J'ai connu Claude Ryan lors de la course à la chefferie du Parti libéral, en 1978. Sachant que l'éditorialiste du journal Le Devoir allait se lancer le 9 janvier, j'ai pris ma carte de membre du PLQ, sans hésiter, la veille. Bref, c'est l'entrée en politique de M. Ryan qui m'a incité à m'engager à mon tour. J'ai choisi l'homme avant le parti.

C'était alors le premier mandat du Parti québécois de René Lévesque et le référendum sur la souveraineté qu'il s'était engagé à tenir approchait rapidement. Le PLQ était sous la gouverne d'un chef intérimaire, Gérard D. Lévesque.

On connaît la suite. Claude Ryan a été élu chef du PLQ et il a dirigé les forces du camp fédéraliste, le NON, vers la victoire du 20 mai 1980. Une victoire éclatante et décisive: 59,56% pour le NON et 40,44% pour le OUI. Ce résultat sans équivoque laissait présager une éventuelle prise de pouvoir par le PLQ lors de la campagne électorale suivante, prévue à l'automne 1980 ou 1981. Il en fut autrement: le Parti québécois a remporté l'élection en avril 1981.

L'heure des bilans venue, plusieurs ont jugé que le style de leadership de M. Ryan, durant la campagne électorale, avait contribué à sa défaite. On trouvait son image trop austère. Une analyse simpliste, mais il reste que la défaite électorale a immédiatement remis son leadership en question.

À la veille d'un vote de confiance au congrès du PLQ en 1982, Claude Ryan a démissionné de son poste de chef du Parti libéral et chef de l'opposition officielle, tout en conservant son siège de député de la circonscription d'Argenteuil. Au moment de sa démission, plusieurs ont jugé qu'il n'était pas fait pour la politique.

C'était mal connaître l'homme et sous-évaluer sa contribution au PLQ et aux débats de son époque. Tout en reconnaissant l'apport du premier ministre Pierre Trudeau au référendum de 1980, le leadership de Claude Ryan fut déterminant en ce qui a trait à la mobilisation sur le terrain et au débat des idées.

Comme chef du parti, Claude Ryan a non seulement incarné le renouveau, mais il a su le concrétiser. Dès son arrivée, il a élaboré des documents de réflexions pour des discussions et des débats destinés aux militants - Choisir le Québec et le Canada, expliquant la vision du PLQ, et le livre beige sur la réforme de la constitution canadienne. Soucieux d'avoir une base militante engagée et critique, il croyait aussi que le débat des idées devait se faire tout en augmentant la base militante et en mettant en place un financement populaire. Sous Ryan, le PLQ a déjà compté plus de 225 000 membres.
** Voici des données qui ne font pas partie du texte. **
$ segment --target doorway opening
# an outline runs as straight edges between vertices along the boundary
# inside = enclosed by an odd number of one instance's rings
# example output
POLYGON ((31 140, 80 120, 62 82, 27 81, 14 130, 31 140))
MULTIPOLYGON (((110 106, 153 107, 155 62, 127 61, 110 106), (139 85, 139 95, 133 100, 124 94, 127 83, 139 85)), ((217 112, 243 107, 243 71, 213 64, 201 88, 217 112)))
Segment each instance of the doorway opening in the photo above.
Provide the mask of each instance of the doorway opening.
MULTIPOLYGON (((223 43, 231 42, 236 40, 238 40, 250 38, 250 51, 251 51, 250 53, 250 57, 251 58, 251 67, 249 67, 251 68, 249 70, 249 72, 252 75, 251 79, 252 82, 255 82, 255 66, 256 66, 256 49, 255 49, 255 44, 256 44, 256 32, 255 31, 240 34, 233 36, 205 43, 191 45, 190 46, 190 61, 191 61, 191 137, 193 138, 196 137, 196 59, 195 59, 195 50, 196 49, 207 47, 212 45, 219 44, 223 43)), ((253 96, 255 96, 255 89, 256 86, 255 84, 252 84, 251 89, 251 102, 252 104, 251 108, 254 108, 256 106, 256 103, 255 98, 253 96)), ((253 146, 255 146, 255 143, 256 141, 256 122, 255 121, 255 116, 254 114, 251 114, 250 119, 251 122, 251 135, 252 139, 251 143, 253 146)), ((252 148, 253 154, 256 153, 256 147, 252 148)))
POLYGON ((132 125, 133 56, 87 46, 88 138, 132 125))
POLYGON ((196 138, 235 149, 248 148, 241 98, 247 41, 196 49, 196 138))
À ceux qui disent que Claude Ryan n'était pas un «naturel» en politique, je signale qu'il faut observer sa transformation au fil des ans comme député et ministre, et le voir devenir graduellement l'homme de confiance de Robert Bourassa. Successivement ministre de l'Éducation, de la Sécurité publique, des Affaires municipales et responsable de la Charte de la langue française, il fut à la tête de ces ministères une valeur sûre qui menait ses dossiers avec aplomb et brio. De 1985 à 1994, il fut indéniablement le ministre le plus influent du gouvernement Bourassa.

Claude Ryan était avant tout un homme engagé, un homme de devoir et de contenu. Sa décision de faire le saut en politique a été fidèle à son tempérament et à son sens de l'engagement. Il nous a laissé un grand héritage, tant sur le plan de la transformation du PLQ comme institution que celui de l'enrichissement du débat politique.

Ce texte a été préparé en vue du symposium sur l'héritage de Claude Ryan, organisé par l'Université McGill et le Centre Newman à l'occasion du dixième anniversaire du décès de M. Ryan. Le symposium a lieu à la fin de cette semaine, les 13 et 14 février.